Sabine Czerny, Lehrerin und Buchautorin ("Was wir unseren Kindern in der Schule antun") mit einem eindrücklichen Berufsschicksal aufgrund ihrer pädagogischen Begabung und dem Zwang, ihre Schüler* ins System zu pressen. Mit "Noten erleben – Berichte aus der Praxis" gewährte sie eindrückliche Einblicke in ihre Laufbahn. Ebenso großartig wie unmöglich für eine angepasste Laufbahn als Lehrerin im deutschen Staatsschulsystem scheint die Tatsache, dass sich Sabine Czerny seit ihrer Lehramtsausbildung auch intensiv für Fragen der Gesundheit interessierte und parallel eine Ausbildung zur Heilpraktikerin sowie in anderen Feldern der Heilkunde absolvierte. Sie scheint fasziniert von den Interferenzen von Lernfähigkeit und Gesundheit. Auch reise sie sehr gerne – unter anderem um weltweit Schulen und Bildungssysteme kennenzulernen. So konnte sich Sabine Czerny breite Kenntnisse und eine komplexe Urteilsfähigkeit aneignen. Ihre Schlüsse, die sie daraus zieht, machen sie extrem erfolgreich in der Förderung von Kindern. Trotz viel Neid und Gegenwind lässt sich diese Lehrerin nicht entmutigen und bremsen – inzwischen wurde sie zum wiederholten Mal versetzt, weil ihre Schüler*innen zu gut wurden und sich nicht an die geforderte Gauß’sche Normalverteilung hielten, die den Erhalt von Hauptschulen im System garantiert. Schließlich unterrichtet Sabine Czerny nun eine internationale Klasse und ist erneut überraschend erfolgreich mit ihren intensiven Bemühungen um jedes einzelne Kind, seine Nachreifung, Sprachbefähigung und Integration.

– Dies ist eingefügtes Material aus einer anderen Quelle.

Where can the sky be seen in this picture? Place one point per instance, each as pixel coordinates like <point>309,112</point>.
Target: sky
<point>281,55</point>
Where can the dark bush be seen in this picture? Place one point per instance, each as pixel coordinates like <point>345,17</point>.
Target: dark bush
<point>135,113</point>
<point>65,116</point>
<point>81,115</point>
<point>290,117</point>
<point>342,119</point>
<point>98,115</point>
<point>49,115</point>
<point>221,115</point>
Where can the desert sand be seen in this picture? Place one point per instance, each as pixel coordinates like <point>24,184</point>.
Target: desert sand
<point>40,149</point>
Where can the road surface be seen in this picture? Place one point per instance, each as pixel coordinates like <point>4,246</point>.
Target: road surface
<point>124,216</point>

Alle wünschen sich, dass sie ihre Erfahrungen und Kenntnisse weitergibt und durch Bücher und Lehre in die Welt und zu anderen Lehrpersonen trägt!
 

Dr. phil. Martin Woesler von der Universität Witten/Herdecke gab aus Peking einen online-Beitrag zum "Notensystem in China". China habe den höchsten Durchschnitts-IQ.

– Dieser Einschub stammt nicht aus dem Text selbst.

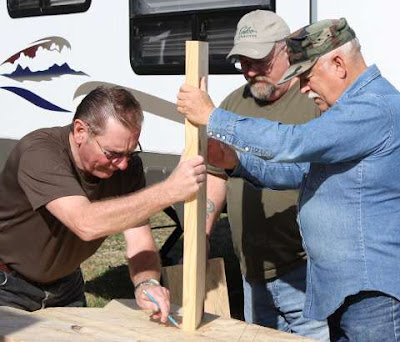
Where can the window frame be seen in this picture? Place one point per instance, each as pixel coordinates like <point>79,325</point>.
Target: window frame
<point>45,9</point>
<point>197,18</point>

Seit 2004 mache man dort staatlich erwünscht "Experimente" mit der Einführung von Waldorfschulen. Seit 2014 müsse die Hälfte der Schüler* ab der Mittelschule einen praktischen Beruf erlernen. Seit August 2021 habe man die Benotung in allen Schulen in Stufe 1 bis 9 abgeschafft. Seit 2021 gebe es ein generelles Verbot ausländischen Lehrmaterials. Seit 2022 sind Kochen, Gärtnern und Reparieren Pflichtfächer in allen Schulen. Wir sind nicht erfreut, aber beeindruckt, in wie kurzer Zeit sich bewährte oder für den Arbeitsmarkt erforderliche Bildungskonzepte in einem Staat wie China umsetzen lassen – durch Diktat von oben.

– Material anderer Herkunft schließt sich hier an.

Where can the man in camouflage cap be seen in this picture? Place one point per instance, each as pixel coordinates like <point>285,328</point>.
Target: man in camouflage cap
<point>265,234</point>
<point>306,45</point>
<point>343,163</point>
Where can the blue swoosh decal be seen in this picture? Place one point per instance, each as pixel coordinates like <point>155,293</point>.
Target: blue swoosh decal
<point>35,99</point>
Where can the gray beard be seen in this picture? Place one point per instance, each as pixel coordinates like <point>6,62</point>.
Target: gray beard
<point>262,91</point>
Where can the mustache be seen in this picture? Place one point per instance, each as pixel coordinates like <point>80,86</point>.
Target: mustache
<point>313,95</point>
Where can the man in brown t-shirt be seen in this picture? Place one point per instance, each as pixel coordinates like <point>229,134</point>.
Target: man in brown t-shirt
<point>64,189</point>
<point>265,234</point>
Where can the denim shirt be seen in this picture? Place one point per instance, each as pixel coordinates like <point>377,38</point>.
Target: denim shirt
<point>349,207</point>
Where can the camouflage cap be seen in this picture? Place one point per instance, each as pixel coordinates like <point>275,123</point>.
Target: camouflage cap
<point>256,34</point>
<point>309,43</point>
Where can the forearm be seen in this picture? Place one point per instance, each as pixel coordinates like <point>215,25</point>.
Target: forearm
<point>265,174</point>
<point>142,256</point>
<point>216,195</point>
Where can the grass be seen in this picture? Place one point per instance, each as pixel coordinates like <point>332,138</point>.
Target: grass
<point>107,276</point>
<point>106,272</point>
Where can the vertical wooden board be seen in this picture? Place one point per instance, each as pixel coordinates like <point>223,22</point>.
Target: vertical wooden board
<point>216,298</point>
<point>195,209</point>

Yi Song, wissenschaftliche Mitarbeiterin an der Universität Witten/Herdecke ergänzte den Beitrag von Dr. phil. Martin Woesler mit eigenen Erfahrungen aus der chinesischen Kultur mit einem Blick auf"Schulnoten aus interkultureller Sicht". An China könne man beobachten, wie das Bildungssystem von einer Wirtschaftsmacht als Steuerungsinstrument benutzt wird. Sie ergänzt die Gesichtspunkte zu staatlicher Kontrolle von Bildung und Entwicklung mit dem Bericht, dass per staatlichem Erlass seit September 2021 bis zum 18. Lebensjahr online Spiele auf je 1 Stunde von Freitag bis Sonntag begrenzt wurden. Die Kinder lernen unter enormem Druck. Schon in der Vorschule ab 3 Jahren würden 600 chinesische Schriftzeichen gelernt (von über 50.000, die kaum ein Erwachsener kennt). An einer Hochschule werde nur zugelassen, wer die gefürchtete "Gaokao" Hochschulzugangsprüfung besteht.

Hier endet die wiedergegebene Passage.